A half-sider budgerigar is an unusual congenital condition that causes a budgerigar to display one color on one side of its body and a different color on the other.

This is not a simple genetic mutation, as can be observed in other color and pattern variations in this species. It is a rare example of a tetragametic chimera, which originates when two fertilized embryos merge during a very early stage of development — between the 2-cell and the 64-cell stage. Each half has different DNA, with genetically distinct cells and the resultant bird is in effect two budgerigars fused together to form a single autonomous individual.

The half-sider's coloring is usually divided bilaterally down the center, although, it can differ depending on which stage the twin embryos merged during development. Twin embryos that merged later in development will result in a budgerigar that has a splotchier distribution of the different cell populations.

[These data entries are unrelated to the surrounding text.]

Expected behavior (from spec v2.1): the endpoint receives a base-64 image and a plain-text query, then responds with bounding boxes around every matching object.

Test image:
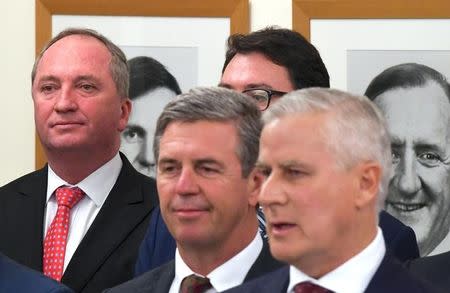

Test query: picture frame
[35,0,250,169]
[292,0,450,256]
[292,0,450,90]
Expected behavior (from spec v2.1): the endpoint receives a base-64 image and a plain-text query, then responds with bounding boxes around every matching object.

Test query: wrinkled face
[375,82,450,255]
[120,87,176,178]
[257,113,358,268]
[219,53,294,104]
[32,35,131,155]
[157,121,257,250]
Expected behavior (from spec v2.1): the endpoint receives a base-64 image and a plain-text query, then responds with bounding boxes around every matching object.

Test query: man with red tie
[0,29,158,292]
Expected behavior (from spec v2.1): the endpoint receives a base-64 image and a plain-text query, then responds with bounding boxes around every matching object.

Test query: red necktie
[44,186,84,281]
[294,282,333,293]
[180,275,212,293]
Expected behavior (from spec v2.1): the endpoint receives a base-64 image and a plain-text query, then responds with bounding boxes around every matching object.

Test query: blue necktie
[256,207,267,239]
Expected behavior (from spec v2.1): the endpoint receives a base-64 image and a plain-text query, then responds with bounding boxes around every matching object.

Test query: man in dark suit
[0,254,72,293]
[106,88,280,292]
[136,28,419,275]
[0,29,158,292]
[406,251,450,292]
[225,88,434,292]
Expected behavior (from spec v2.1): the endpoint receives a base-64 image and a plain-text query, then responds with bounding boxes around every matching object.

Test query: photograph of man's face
[120,87,176,178]
[374,81,450,255]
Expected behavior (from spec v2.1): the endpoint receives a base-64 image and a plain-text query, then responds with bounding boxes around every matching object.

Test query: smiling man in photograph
[365,63,450,256]
[120,56,181,178]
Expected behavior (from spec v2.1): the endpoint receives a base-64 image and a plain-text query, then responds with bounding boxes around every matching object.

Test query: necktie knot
[55,186,84,209]
[180,275,212,293]
[294,281,333,293]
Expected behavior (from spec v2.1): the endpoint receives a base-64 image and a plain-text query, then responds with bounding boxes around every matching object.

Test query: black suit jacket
[407,252,450,292]
[378,211,419,262]
[224,255,438,293]
[107,242,282,293]
[0,155,158,292]
[0,254,72,293]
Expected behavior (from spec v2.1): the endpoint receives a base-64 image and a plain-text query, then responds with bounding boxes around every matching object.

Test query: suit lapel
[142,260,175,293]
[62,158,157,289]
[11,167,48,271]
[244,240,283,282]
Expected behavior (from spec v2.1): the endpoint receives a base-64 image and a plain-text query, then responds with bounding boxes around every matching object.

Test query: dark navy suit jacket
[224,254,439,293]
[105,241,283,293]
[407,252,450,292]
[0,254,72,293]
[135,209,419,276]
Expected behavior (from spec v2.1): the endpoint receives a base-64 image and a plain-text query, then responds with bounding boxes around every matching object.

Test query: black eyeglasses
[242,89,287,111]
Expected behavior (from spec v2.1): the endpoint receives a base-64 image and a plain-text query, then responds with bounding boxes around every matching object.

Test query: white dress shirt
[44,153,122,271]
[287,227,386,293]
[169,231,263,293]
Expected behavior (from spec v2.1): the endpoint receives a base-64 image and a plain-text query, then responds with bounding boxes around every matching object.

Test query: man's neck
[46,150,118,184]
[177,220,258,276]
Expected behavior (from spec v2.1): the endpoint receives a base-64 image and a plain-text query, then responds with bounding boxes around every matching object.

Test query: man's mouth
[386,201,427,212]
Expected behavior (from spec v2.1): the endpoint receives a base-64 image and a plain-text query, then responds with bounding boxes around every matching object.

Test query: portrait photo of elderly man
[365,63,450,256]
[120,56,181,178]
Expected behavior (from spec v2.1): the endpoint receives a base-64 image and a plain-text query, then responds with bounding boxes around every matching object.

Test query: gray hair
[263,88,392,210]
[31,28,130,98]
[153,87,262,178]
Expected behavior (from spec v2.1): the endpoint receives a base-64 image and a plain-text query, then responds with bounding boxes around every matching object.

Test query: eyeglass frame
[242,88,287,111]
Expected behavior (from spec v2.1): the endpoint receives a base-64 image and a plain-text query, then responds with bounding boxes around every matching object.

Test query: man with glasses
[136,27,419,275]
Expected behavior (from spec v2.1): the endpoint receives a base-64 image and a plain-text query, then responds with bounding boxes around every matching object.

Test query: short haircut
[365,63,450,101]
[153,87,261,178]
[222,27,330,89]
[263,88,392,210]
[128,56,181,100]
[31,28,129,98]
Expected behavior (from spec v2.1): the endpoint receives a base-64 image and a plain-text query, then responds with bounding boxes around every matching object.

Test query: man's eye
[417,152,442,166]
[122,129,144,143]
[285,168,304,177]
[78,83,97,93]
[257,168,272,178]
[197,166,219,175]
[392,151,401,164]
[41,84,56,94]
[158,164,178,175]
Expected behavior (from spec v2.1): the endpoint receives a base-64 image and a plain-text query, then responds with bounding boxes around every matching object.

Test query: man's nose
[258,172,287,208]
[175,167,199,195]
[54,87,78,112]
[394,151,421,195]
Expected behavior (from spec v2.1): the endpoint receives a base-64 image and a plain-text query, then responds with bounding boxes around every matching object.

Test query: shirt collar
[174,231,263,292]
[287,228,386,293]
[47,153,122,207]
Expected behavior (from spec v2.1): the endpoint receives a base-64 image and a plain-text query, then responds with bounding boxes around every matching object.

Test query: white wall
[0,0,292,186]
[0,0,35,185]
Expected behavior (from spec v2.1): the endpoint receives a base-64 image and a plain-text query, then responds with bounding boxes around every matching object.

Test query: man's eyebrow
[255,161,269,169]
[75,74,101,83]
[127,124,147,134]
[36,75,59,82]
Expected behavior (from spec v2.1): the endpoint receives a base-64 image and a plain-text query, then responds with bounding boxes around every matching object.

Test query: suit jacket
[134,207,177,276]
[135,209,419,276]
[407,251,450,292]
[0,254,72,293]
[0,154,158,292]
[107,242,282,293]
[379,211,419,262]
[224,254,438,293]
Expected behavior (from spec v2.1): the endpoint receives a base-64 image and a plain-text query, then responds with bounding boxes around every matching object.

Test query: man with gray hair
[225,88,433,292]
[0,29,158,292]
[106,88,280,293]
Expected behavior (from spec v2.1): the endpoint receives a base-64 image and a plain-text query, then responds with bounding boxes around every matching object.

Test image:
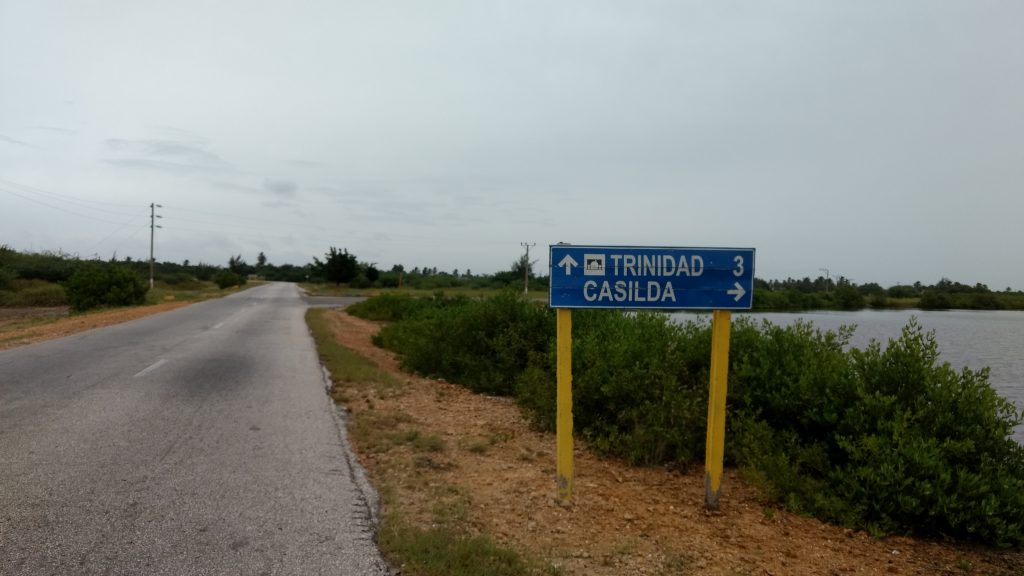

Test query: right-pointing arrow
[725,282,746,302]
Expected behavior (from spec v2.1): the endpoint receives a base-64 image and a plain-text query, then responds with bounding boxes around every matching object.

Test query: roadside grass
[306,308,401,401]
[299,283,548,302]
[306,308,560,576]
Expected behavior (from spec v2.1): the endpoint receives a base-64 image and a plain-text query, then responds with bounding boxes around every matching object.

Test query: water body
[678,310,1024,444]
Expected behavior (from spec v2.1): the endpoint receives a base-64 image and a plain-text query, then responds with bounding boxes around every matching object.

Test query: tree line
[0,245,1024,311]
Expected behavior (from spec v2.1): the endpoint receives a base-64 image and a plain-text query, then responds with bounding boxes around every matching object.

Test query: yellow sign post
[555,308,572,503]
[705,310,732,510]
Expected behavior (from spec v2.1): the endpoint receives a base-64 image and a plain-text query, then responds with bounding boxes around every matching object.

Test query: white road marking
[134,359,167,378]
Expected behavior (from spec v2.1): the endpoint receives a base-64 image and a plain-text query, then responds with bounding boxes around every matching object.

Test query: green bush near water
[349,293,1024,546]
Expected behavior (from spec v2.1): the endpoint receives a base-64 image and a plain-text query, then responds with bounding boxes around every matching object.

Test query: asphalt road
[0,283,388,576]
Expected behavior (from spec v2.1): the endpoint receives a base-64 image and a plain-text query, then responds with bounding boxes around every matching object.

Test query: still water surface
[679,310,1024,444]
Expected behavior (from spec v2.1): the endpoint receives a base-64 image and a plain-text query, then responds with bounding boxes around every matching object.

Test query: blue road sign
[549,244,754,310]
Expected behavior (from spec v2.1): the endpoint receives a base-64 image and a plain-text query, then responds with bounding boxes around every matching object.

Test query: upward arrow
[558,254,580,276]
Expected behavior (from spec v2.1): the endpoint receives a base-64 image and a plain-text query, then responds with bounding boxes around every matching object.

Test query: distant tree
[367,263,381,284]
[227,254,249,276]
[313,246,359,284]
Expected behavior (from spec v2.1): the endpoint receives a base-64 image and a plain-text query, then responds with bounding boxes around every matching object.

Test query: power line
[0,178,142,215]
[150,202,163,290]
[519,242,537,294]
[0,183,123,225]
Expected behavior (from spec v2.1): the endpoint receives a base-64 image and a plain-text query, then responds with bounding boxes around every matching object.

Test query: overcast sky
[0,0,1024,289]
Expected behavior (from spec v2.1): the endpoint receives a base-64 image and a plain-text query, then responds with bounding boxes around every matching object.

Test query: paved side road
[0,283,388,576]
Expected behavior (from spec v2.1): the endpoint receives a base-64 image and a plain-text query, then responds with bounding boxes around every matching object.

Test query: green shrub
[353,294,1024,546]
[0,266,17,290]
[213,270,246,290]
[345,294,435,322]
[730,320,1024,546]
[66,262,150,312]
[375,292,554,395]
[0,280,68,307]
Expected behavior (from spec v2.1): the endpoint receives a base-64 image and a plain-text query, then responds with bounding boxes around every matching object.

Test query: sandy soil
[0,301,189,351]
[321,311,1024,576]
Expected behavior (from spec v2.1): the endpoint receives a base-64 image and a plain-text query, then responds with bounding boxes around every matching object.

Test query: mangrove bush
[349,293,1024,546]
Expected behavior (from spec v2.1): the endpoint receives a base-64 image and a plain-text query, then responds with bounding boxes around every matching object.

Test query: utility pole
[519,242,537,295]
[150,202,164,290]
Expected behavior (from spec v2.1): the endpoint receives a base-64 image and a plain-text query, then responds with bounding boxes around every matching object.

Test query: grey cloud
[263,178,299,198]
[210,180,263,194]
[104,138,232,173]
[33,125,78,136]
[0,134,35,148]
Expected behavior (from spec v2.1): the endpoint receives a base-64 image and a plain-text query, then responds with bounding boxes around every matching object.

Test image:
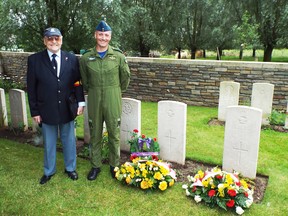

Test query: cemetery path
[0,128,269,203]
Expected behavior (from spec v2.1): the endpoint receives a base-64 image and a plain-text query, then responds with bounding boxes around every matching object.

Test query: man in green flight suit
[80,20,130,180]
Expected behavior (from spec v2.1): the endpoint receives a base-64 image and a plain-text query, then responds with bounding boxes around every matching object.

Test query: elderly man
[27,28,85,184]
[80,20,130,180]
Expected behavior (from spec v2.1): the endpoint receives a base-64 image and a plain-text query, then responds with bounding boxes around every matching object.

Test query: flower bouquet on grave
[182,167,254,215]
[128,129,160,161]
[114,129,177,191]
[114,157,176,191]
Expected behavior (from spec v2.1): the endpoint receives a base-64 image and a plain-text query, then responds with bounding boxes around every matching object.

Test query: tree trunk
[252,48,256,58]
[263,44,274,62]
[191,47,197,59]
[177,48,181,59]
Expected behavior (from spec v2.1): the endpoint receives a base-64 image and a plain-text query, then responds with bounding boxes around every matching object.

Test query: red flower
[216,175,222,180]
[226,200,235,208]
[227,189,237,197]
[208,190,216,197]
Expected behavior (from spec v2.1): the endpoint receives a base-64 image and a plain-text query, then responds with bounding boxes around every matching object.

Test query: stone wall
[0,52,288,110]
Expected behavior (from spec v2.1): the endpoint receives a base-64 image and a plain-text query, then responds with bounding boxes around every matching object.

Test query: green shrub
[0,75,25,92]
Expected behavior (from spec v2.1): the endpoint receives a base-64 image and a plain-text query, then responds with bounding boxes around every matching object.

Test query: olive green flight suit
[80,46,130,168]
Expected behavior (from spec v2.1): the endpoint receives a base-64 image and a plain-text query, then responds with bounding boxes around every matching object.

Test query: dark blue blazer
[27,50,84,125]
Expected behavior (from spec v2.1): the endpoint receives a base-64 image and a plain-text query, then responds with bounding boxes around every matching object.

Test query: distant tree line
[0,0,288,61]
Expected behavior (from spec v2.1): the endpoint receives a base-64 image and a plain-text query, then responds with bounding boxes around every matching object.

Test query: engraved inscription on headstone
[218,81,240,121]
[120,98,141,151]
[158,101,187,164]
[223,106,262,179]
[251,83,274,125]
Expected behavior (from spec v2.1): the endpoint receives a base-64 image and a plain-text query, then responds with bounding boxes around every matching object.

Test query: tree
[3,0,119,53]
[161,0,188,59]
[184,0,210,59]
[244,0,288,62]
[121,0,166,57]
[0,0,17,49]
[236,11,260,59]
[207,0,237,60]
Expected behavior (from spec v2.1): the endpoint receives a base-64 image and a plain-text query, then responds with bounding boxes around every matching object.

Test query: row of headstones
[0,89,288,179]
[218,81,274,125]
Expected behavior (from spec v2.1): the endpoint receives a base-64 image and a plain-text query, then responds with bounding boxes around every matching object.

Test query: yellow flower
[211,167,221,172]
[153,172,163,180]
[142,170,148,177]
[146,161,153,166]
[138,163,146,171]
[202,179,209,187]
[148,179,154,188]
[159,181,167,191]
[160,166,169,176]
[169,179,174,187]
[140,180,149,190]
[121,168,126,174]
[240,179,248,189]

In the case of the half-sider budgerigar, both embryos must possess different genetic phenotypes (one yellow-based and one white-based) in order for a visible half-sider to be produced. If both "halves" were the same base, it would still be a tetragametic chimera, but not a half-sider. It is also possible for the half-sider to be male on one side and female on the other (evidenced by a half blue, half brown cere) – an example of a bilateral gynandromorph.

Breeding a half-sider is unlikely to produce more half-siders, even when breeding two half-siders together, as the genetic makeup of the half that contributed the cells that make up the reproductive system is that which would then be perpetuated, assuming that the bird is even fertile in the first place. The chance of producing another half-sider would be the same as for any other budgerigar pairing.